James White and Tim Sheward

Just do it. That’s what Nike says. James White and Tim Sheward—former assistants to another British art duo, Gilbert & George—heard, and were moved to create a sweet little homage to that ongoing Brit obsession, the trainer (known stateside as athletic shoes). Dubbed “Plastic Picnic,” the piece consists of twelve lifesize polyurethane foam bendy figures, anthropomorphic versions of Gumby, on a platform about the same size and shape as a boxing ring; in keeping with the cheapo childhood-toy theme, the figures tend to be kind of ragged around the edges, as if the molds didn’t quite match up. Decked out in the latest leisure wear, which is painted directly onto their posable bodies, they writhe around on crash mats, their squishy torsos and feet emblazoned with logos from Nike, Reebok, and Adidas (this last is kind of a retro look, Adidas being Old School gear); the overall effect is not unlike a frozen moment from an exceptionally large game of Twister. The action figures are gendered, of course, with females distinguished from males by the addition of two half-sphere-shaped breasts. Otherwise, everybody at the picnic looks pretty much the same, differentiated from one another primarily by brand loyalty.

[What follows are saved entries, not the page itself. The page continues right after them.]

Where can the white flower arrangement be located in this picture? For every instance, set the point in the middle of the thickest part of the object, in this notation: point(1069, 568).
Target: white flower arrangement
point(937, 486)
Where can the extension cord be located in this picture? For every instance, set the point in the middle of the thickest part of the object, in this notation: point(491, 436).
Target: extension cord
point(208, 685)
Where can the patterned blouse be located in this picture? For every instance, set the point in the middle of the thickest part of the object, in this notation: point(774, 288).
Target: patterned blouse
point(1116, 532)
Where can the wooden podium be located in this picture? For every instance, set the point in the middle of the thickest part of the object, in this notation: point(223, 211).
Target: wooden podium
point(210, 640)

This work is either social commentary or not, depending. On the one hand, it could be a meditation on the sadistic implications of Just Do It, and similarly didactic, ’80s-style athletic-ad campaigns (in the nicer ’90s, the ads have mostly moved away from the “no pain, no gain” paradigm). After all, few things incorporate the drive toward sameness the way workout culture does: if you do it enough, you’ll look just like one of four or five physical types. And certainly, few things combine pain, boredom, and sexuality in the way a workout does. On the other hand, it seems equally likely that Plastic Picnic, 1997, is a bit more lightweight than that, constituting a kind of sweetly bent nostalgia-trip back to the days when your sexuality expressed itself pretty much exclusively via Twister, and whatever it was you thought your toys got up to when you weren’t around. Sameness and interchangeability, if you will recall, were pretty important then, too—vitally important to have the same body, toys, clothes (Levi’s vs. Wrangler, Nike vs. Adidas, and on and on) as everybody else. In that sense, Plastic Picnic represents a kind of dream come true: a) it’s made up of the biggest bendy figures on the block, the kind you always wanted to have; and b) everyone in it has achieved the kind of basic sameness and faithfulness to type the rest of us could only dream about. The back-to-school theory is given a hit more weight by the inclusion of a series of obsessively detailed cutaway drawings of cars; called “In God We Rust,” they’re dead ringers for the sketches every boy worth his salt did when he was supposed to be paying attention in class. A photograph from 1995 called “Getaway Girl” enshrines the other obsession of young males—it’s a picture of a bikini-clad babe perched on a mound of similar babe photos. She, like the other pinup cuties, has an excellent late-’60s hairdo.

It’s kind of charming to see someone reduce the whole ugly mishmash of childhood anxiety into something that really looks like child’s play. You’re not any less screwed at the Plastic Picnic than you are elsewhere—everybody there is still at the mercy of the Just Do It edict, wearing the clothes, striking the poses, going through the motions. But they’re action figures—springy, resilient, yielding, yet firm; they’ve already achieved the sublime body you could only dream about. And without doing a single sit-up!